By then the farmers market had already become a meeting place for Hispanic vendors and their primarily Hispanic customers. It’s a place where haggling over the price of tomatillos, tamarindos and Topo Chico carbonated beverages is done primarily in Spanish. Vendors sell produce raised in Mexico, California, Florida or the Rio Grande Valley, and little of it is grown in Harris County or the surrounding counties.
“All that land is getting developed,” said Kleb, who is now the manager of the Farmer’s Marketing Association of Houston. “There’s not much ag left in this area anymore.”
Now mostly Hispanic
But back in 1942, when the market opened as a cooperative, it was supplied by local German, Italian and Japanese farmers. By the 1980s, Hispanic vendors and buyers began frequenting the market, and today 90 percent of the customers are Hispanic, Kleb said.
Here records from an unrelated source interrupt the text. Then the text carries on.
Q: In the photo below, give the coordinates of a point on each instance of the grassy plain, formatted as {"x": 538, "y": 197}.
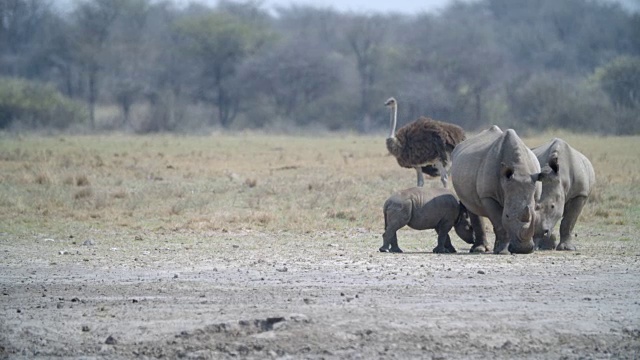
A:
{"x": 169, "y": 246}
{"x": 56, "y": 186}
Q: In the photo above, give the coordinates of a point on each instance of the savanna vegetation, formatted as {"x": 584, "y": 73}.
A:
{"x": 60, "y": 186}
{"x": 154, "y": 66}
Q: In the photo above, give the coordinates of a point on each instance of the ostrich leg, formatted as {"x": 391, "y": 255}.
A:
{"x": 444, "y": 177}
{"x": 420, "y": 176}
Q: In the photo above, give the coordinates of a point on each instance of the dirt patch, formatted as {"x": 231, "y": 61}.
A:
{"x": 325, "y": 295}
And many of these customers are looking for products from their homelands. Mexico City native Reina Hernandez shopped for produce with her children as she sipped coconut juice out of a plastic baggie.
El Salvador native Manuel Escobar and his sister drive from Huntsville every two weeks to buy chayote, pineapple and boxes of mangoes and other
Fresher and cheaper
“It’s more fresh and a little cheaper,” he said.
For Moctezuma, the farmers market was an ideal place to sell his nopales.
“It’s a tradition for us” to eat nopales, said Elvira Torres, a native of Guanajuato, Mexico, who purchased more than six pounds of Moctezuma’s nopales from the market one morning.
Small farmers like Moctezuma are realizing that by growing such niche products, they can make a living.
“I think that is increasingly the trend among a lot of small farms. They do a lot of gourmet products and a lot of expensive vegetables and specialty crops,” Kandel said. “I would bet on nopales before I would bet on carrots.”
So far, Moctezuma, who believes the market for nopales is growing beyond Hispanics, has cactuses on just one acre of his 98-acre farm near the Big Thicket’s Big Sandy Creek Unit. In two months, he plans to plant three more acres. And he envisions ultimately clearing away the tall pine trees that fill his property and replacing them with rows of cactuses and a patch of artichokes.
“The American market is very anxious to try new things,” Moctezuma said.